Ostrzał negatywnymi recenzjami podziałał. Twórcy Apex Legends wycofują kontrowersyjne zmiany w monetyzacji
Przepustka nie tylko za złotówki.
Zasypanie Apex Legends ok. 60 tysiącami negatywnych recenzji w ciągu trzech tygodni przyniosło efekt. Studio Respawn Enterteinment ogłosiło, że 22. sezon nie wprowadzi części kontrowersyjnych zmian w monetyzacji.
Pisząc konkretnie, płatną przepustkę bojową w Apex Legends wciąż będzie dało się zakupić za monety zebrane w grze, a nie tylko prawdziwą walutę. Dzięki temu wypełnienie jednej przepustki zagwarantuje wystarczająco zasobów, żeby zainwestować w kolejną, tak jak działało to do tej pory. To właśnie tej zmiany oczekiwali gracze, którzy bombardowali grę negatywnymi recenzjami.
„Zrozumieliśmy, że mogliśmy rozwiązać kwestię przepustki bojowej w lepszy sposób - bierzemy to na siebie” - piszą twórcy w ogłoszeniu. Wariantami dostępnymi wyłącznie za prawdziwą walutę będą Ultimate oraz Ultimate+, wycenione kolejno na 9,99 i 19,99 dolarów. Tak prezentuje się zaktualizowana oferta przepustki bojowej w Apex Legends.
„Idąc naprzód zdajemy sobie sprawę, że musimy być szybsi oraz bardziej przejrzyści i konsekwentni w komunikacji z wami” - czytamy dalej w komunikacie. „Wasze priorytety są naszymi priorytetami: cheaterzy, stabilność gry i aktualizacje z udogodnieniami życia są najważniejsze. Musimy być lepsi i chcemy to tutaj potwierdzić”.
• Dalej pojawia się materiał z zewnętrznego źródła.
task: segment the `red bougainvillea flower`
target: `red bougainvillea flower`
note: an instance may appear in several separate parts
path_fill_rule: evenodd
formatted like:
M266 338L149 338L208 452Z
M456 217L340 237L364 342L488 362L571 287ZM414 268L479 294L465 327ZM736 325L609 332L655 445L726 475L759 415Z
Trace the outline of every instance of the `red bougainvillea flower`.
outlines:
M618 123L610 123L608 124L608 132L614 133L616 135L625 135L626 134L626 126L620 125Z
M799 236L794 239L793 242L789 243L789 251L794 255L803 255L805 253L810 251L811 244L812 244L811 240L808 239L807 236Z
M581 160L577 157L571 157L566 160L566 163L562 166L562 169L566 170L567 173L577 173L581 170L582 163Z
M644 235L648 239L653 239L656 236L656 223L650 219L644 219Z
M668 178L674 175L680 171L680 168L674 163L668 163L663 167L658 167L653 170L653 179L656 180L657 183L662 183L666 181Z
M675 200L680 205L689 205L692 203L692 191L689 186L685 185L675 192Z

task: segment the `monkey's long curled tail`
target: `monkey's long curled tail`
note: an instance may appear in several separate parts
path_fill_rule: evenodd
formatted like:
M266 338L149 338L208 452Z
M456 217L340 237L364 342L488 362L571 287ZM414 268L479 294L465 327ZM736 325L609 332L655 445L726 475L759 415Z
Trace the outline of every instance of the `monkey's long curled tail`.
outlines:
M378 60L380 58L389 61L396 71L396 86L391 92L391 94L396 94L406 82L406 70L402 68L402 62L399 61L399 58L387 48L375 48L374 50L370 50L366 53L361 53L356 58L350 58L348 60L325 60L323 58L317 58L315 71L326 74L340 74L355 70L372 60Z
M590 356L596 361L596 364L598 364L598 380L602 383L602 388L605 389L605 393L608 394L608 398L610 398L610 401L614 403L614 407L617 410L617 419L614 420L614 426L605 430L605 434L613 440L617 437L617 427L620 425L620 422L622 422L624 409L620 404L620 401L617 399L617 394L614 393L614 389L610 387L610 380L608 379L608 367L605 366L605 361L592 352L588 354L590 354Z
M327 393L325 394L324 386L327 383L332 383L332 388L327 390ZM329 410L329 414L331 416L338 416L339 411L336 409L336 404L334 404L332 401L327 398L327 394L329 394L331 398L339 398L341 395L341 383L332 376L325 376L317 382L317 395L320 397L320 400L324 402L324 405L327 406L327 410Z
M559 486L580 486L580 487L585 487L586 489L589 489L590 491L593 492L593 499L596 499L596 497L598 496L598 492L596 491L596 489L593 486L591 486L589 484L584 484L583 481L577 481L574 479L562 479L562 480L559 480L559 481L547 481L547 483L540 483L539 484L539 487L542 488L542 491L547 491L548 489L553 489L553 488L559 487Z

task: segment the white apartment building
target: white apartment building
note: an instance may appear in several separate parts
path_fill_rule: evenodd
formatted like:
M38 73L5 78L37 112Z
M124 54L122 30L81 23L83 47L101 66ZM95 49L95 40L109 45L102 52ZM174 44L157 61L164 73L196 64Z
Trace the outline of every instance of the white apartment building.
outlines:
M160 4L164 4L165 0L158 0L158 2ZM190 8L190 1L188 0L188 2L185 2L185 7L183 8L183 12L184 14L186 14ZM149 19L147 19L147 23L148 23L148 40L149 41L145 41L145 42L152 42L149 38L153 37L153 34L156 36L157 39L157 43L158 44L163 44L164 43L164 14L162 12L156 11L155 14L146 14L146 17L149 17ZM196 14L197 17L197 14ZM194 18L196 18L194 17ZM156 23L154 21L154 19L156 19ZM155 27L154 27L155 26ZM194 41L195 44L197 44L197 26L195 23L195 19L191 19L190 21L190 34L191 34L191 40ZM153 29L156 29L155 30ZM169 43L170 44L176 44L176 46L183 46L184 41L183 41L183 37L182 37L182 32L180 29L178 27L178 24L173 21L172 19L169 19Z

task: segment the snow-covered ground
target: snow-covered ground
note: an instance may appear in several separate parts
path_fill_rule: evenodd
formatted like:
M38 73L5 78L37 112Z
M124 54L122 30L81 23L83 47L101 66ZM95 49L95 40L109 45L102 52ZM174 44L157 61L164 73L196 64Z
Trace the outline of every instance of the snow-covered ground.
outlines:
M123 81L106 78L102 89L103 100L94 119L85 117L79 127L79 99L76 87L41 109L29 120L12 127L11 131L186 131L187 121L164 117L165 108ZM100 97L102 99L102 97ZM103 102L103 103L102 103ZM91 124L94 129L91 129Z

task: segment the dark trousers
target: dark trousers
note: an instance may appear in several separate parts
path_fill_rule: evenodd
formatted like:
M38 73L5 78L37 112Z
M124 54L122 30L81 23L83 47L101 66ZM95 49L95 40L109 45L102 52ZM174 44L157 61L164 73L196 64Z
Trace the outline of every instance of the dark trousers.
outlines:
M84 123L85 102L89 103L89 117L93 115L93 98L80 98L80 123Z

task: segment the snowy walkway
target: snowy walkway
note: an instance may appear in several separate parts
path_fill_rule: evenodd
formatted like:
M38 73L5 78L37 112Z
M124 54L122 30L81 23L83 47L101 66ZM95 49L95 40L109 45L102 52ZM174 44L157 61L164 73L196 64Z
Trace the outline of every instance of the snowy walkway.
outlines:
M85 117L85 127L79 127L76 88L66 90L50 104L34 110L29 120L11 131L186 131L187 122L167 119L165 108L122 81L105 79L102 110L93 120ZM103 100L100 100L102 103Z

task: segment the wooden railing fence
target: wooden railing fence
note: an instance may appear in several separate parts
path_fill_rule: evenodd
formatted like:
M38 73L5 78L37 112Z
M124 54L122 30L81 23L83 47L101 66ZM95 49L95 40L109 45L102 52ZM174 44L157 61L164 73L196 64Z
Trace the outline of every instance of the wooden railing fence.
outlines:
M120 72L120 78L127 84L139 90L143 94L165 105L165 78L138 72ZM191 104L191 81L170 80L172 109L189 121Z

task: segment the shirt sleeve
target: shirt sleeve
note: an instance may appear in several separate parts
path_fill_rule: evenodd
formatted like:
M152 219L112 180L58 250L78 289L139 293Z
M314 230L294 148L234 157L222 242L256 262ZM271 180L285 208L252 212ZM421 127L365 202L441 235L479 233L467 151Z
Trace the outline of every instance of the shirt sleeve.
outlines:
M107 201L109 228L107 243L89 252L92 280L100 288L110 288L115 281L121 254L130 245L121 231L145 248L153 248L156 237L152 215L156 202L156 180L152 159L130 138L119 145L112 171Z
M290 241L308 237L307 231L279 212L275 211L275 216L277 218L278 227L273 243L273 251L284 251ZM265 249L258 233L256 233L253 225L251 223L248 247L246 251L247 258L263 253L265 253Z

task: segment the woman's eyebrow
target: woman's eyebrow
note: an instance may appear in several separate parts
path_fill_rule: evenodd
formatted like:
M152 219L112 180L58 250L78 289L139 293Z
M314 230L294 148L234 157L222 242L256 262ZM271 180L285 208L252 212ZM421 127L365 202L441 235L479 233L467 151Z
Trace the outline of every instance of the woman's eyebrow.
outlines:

Nowa przepustka i inne atrakcje trafią do Apex Legends w dużej aktualizacji, zaplanowanej na 5 sierpnia. Reakcje graczy pod wiadomością są bardzo pozytywne, ale przywrócenie balansu ocen na Steamie może zająć jeszcze dużo czasu. Recenzje z ostatniego miesiąca są obecnie „przytłaczająco negatywne”.